The new technology is a novel catalyst that performs almost as well as cost-prohibitive platinum for so-called electrolysis reactions, which use electric currents to split water molecules into hydrogen and oxygen.

Carbon Nanotube Hydrogen Production Catalyst  Image Credit:  Tewodros Asefa.  Click image for the largest view.

Carbon Nanotube Hydrogen Production Catalyst.   Image Credit: Tewodros Asefa. Click image for the largest view.

The Rutgers group reports the technology is also far more efficient than other less expensive catalysts investigated to date.

Tewodros (Teddy) Asefa, associate professor of chemistry and chemical biology in the School of Engineering and the School of Arts and Sciences said, “Hydrogen has long been expected to play a vital role in our future energy landscapes by mitigating, if not completely eliminating, our reliance on fossil fuels, We have developed a sustainable chemical catalyst that, we hope with the right industry partner, can bring this vision to life.”

Asefa and his colleagues based their new catalyst on carbon nanotubes that are one-atom-thick sheets of carbon rolled into tubes 10,000 times thinner than a human hair. The cobalt-embedded nitrogen-rich carbon nanotubes can efficiently electrocatalyze the hydrogen evolution reaction with activities close to that of platinum.

Finding ways to make electrolysis reactions commercially viable is important because common processes that make hydrogen today start with the methane in natural gas – itself a fossil fuel. The need to consume fossil fuel therefore negates current claims that hydrogen is a “green” fuel.

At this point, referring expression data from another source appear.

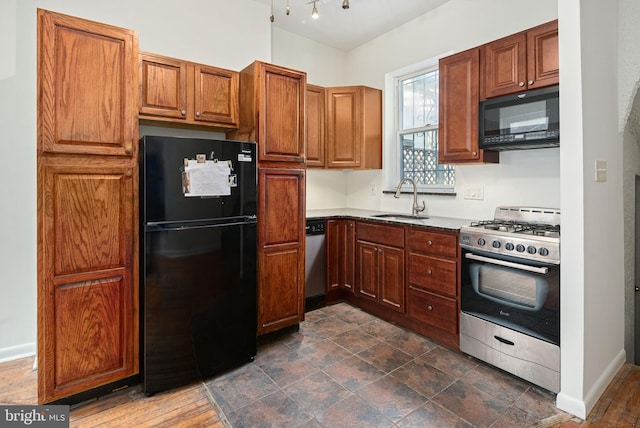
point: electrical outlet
(601, 170)
(474, 192)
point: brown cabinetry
(87, 205)
(340, 241)
(354, 127)
(272, 114)
(458, 110)
(523, 61)
(380, 264)
(432, 297)
(184, 92)
(315, 121)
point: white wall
(217, 32)
(592, 318)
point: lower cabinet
(380, 264)
(340, 242)
(403, 274)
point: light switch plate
(474, 192)
(601, 170)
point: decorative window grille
(418, 131)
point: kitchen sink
(401, 216)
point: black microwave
(528, 120)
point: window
(417, 119)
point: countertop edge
(432, 222)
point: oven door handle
(535, 269)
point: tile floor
(346, 368)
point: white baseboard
(19, 351)
(581, 408)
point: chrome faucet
(416, 208)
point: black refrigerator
(198, 258)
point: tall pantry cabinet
(87, 205)
(272, 113)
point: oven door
(514, 293)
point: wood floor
(193, 407)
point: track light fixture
(314, 11)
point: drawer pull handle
(505, 341)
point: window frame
(393, 153)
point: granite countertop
(444, 223)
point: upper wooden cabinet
(458, 111)
(184, 92)
(523, 61)
(87, 206)
(354, 127)
(315, 121)
(272, 112)
(87, 87)
(281, 240)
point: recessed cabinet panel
(89, 320)
(315, 119)
(216, 95)
(87, 91)
(283, 137)
(344, 128)
(163, 89)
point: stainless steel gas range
(510, 292)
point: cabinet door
(367, 270)
(349, 254)
(281, 121)
(542, 55)
(314, 111)
(281, 237)
(344, 126)
(216, 95)
(506, 65)
(458, 113)
(391, 271)
(334, 240)
(163, 87)
(88, 81)
(87, 298)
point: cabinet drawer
(437, 311)
(433, 243)
(439, 275)
(388, 235)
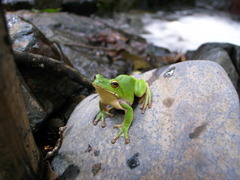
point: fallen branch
(50, 154)
(35, 60)
(91, 47)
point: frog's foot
(123, 129)
(107, 111)
(99, 117)
(110, 114)
(146, 101)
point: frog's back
(127, 85)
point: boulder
(225, 54)
(191, 132)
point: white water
(189, 32)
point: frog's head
(105, 86)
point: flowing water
(187, 30)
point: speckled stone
(191, 132)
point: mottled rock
(44, 91)
(225, 54)
(191, 132)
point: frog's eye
(114, 84)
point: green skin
(119, 93)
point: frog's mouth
(102, 91)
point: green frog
(119, 93)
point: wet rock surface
(191, 131)
(44, 91)
(225, 54)
(95, 47)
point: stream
(188, 29)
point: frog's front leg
(142, 90)
(101, 116)
(124, 127)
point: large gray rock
(225, 54)
(191, 132)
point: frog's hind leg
(124, 127)
(143, 91)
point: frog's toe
(103, 124)
(118, 126)
(114, 140)
(110, 114)
(95, 123)
(127, 140)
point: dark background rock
(87, 7)
(44, 91)
(225, 54)
(131, 51)
(191, 131)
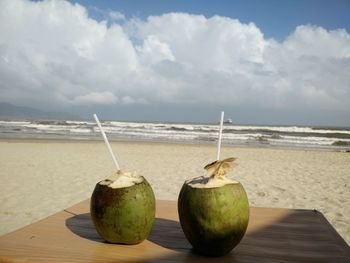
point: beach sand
(41, 177)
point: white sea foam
(232, 134)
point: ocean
(331, 138)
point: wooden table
(273, 235)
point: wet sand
(41, 177)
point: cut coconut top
(121, 180)
(208, 182)
(217, 171)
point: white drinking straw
(220, 135)
(107, 143)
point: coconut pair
(213, 211)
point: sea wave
(333, 138)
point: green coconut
(214, 211)
(123, 208)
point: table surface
(273, 235)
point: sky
(262, 62)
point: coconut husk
(220, 168)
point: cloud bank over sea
(53, 54)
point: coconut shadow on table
(165, 232)
(288, 236)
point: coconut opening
(208, 182)
(217, 171)
(122, 179)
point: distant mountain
(11, 111)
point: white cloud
(129, 100)
(96, 98)
(116, 16)
(53, 53)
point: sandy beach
(41, 177)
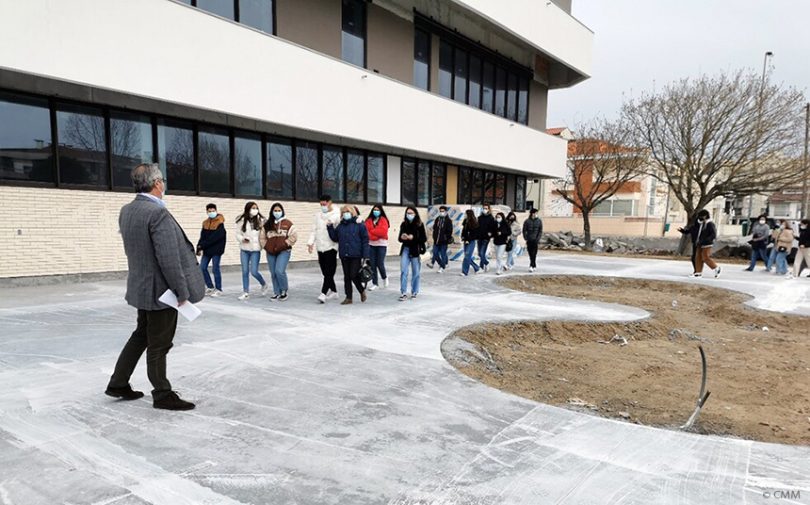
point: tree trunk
(586, 229)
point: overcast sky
(639, 44)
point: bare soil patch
(758, 361)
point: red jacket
(378, 231)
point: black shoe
(125, 393)
(172, 402)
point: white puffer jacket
(319, 236)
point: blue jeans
(781, 262)
(757, 253)
(469, 250)
(416, 267)
(277, 264)
(377, 261)
(217, 272)
(483, 244)
(439, 255)
(250, 260)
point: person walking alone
(532, 232)
(211, 247)
(159, 258)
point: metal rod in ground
(702, 396)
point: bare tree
(733, 135)
(600, 164)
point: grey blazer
(159, 256)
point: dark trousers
(154, 334)
(377, 260)
(328, 263)
(351, 267)
(531, 246)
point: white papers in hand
(187, 310)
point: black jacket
(487, 226)
(442, 230)
(213, 237)
(532, 230)
(502, 233)
(417, 245)
(468, 234)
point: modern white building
(393, 101)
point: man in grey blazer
(160, 257)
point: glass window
(511, 98)
(423, 184)
(520, 193)
(248, 164)
(446, 69)
(82, 145)
(523, 101)
(439, 184)
(26, 151)
(176, 154)
(332, 179)
(475, 82)
(477, 187)
(222, 8)
(131, 143)
(214, 157)
(460, 82)
(408, 182)
(421, 59)
(488, 94)
(353, 38)
(257, 13)
(355, 176)
(464, 185)
(306, 171)
(279, 168)
(500, 92)
(376, 177)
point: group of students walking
(361, 244)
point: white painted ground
(306, 404)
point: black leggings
(328, 262)
(351, 267)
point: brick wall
(58, 231)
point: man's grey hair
(144, 177)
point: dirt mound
(649, 371)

Electrolysis, however, could produce hydrogen using electricity generated by renewable sources, such as solar, wind and hydro energy, or by carbon-neutral sources, such as nuclear energy. And even if fossil fuels were used for electrolysis, the higher efficiency and better emissions controls of large power plants could give hydrogen fuel cells an advantage over less efficient and more polluting gasoline and diesel engines in millions of vehicles and other applications.

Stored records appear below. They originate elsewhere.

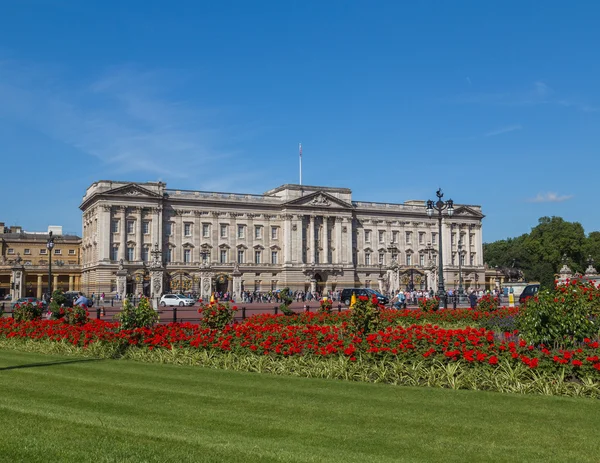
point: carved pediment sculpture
(320, 200)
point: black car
(529, 291)
(346, 295)
(29, 300)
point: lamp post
(460, 288)
(50, 246)
(440, 206)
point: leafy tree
(540, 253)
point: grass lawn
(56, 409)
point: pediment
(466, 211)
(319, 199)
(132, 190)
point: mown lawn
(61, 409)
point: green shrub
(325, 306)
(142, 316)
(564, 316)
(429, 304)
(76, 315)
(488, 303)
(217, 315)
(26, 312)
(55, 307)
(364, 315)
(286, 300)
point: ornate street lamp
(440, 206)
(50, 246)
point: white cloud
(127, 118)
(501, 130)
(549, 198)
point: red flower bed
(265, 335)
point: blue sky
(495, 102)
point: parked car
(29, 300)
(346, 295)
(529, 291)
(176, 299)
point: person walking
(473, 299)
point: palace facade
(146, 238)
(24, 262)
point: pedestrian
(473, 299)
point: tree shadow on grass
(48, 364)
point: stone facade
(145, 238)
(24, 261)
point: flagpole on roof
(300, 151)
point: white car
(176, 299)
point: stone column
(206, 285)
(138, 234)
(311, 240)
(123, 230)
(347, 259)
(121, 282)
(287, 242)
(104, 233)
(326, 239)
(337, 240)
(39, 287)
(297, 237)
(18, 280)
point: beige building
(24, 262)
(144, 237)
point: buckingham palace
(147, 238)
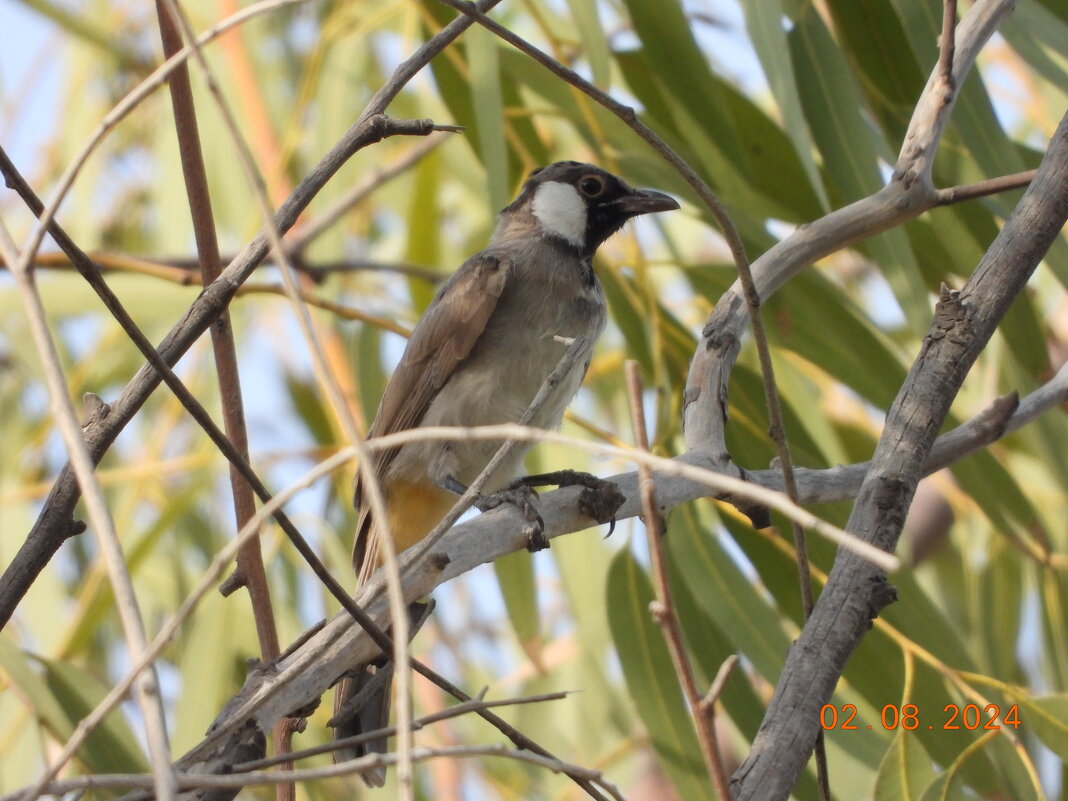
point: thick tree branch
(907, 197)
(856, 592)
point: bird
(477, 356)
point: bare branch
(145, 680)
(663, 608)
(857, 592)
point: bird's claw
(521, 496)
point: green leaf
(650, 676)
(729, 598)
(485, 79)
(594, 43)
(515, 577)
(111, 747)
(906, 770)
(764, 20)
(1047, 716)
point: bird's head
(582, 205)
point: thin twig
(454, 711)
(250, 571)
(984, 188)
(349, 427)
(713, 481)
(946, 43)
(146, 682)
(236, 781)
(184, 270)
(250, 567)
(371, 182)
(716, 689)
(663, 609)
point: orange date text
(970, 717)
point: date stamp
(971, 717)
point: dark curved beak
(646, 201)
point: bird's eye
(591, 186)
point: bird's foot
(520, 496)
(600, 499)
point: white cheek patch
(562, 211)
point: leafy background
(789, 110)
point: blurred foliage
(788, 109)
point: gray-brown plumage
(482, 350)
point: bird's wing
(440, 342)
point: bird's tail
(362, 703)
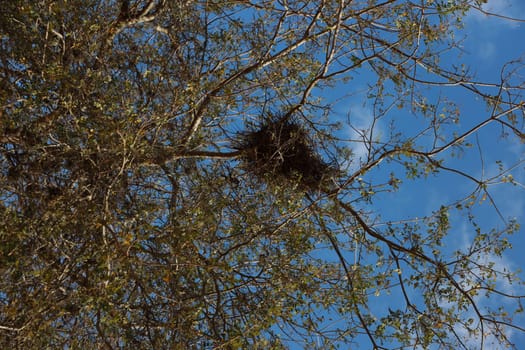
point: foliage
(130, 218)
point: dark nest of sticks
(280, 149)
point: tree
(174, 176)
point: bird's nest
(280, 149)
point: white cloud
(501, 8)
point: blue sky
(487, 43)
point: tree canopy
(179, 174)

Asefa and his colleagues reported in a scientific paper published in Angewandte Chemie International Edition, that their technology, called “Noble metal Free Nitrogen Rich Carbon Nanotubes,” efficiently catalyze the hydrogen evolution reaction with activities close to that of platinum. They also function well in acidic, neutral or basic conditions, allowing them to be coupled with the best available oxygen-evolving catalysts that also play crucial roles in the water-splitting reaction.

The researchers have filed for a patent on the catalyst, which is available for licensing or research collaborations through the Rutgers Office of Technology Commercialization.

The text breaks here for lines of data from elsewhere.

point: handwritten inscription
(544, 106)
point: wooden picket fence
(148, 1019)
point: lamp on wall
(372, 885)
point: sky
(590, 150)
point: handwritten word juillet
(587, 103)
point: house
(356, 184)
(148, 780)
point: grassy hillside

It looks like the catalyst field is far from quieting down. A lot of element blends and new molecules are coming out of research work, many with very high value potential in industrial applications. Its only a matter of serendipity and time until water splitting gets better commercial legs. Then hydrogen will only be left with storage and safety issues.

The new technology’s working longevity, operating temperature and other details aren’t out for now, but along with several others we’ll be watching with great interest.


1 Comment so far

  1. Matt Musson on July 15, 2014 9:45 AM

    Currently – an ounce of carbon nanotubes is more expensive than an ounce of platinum.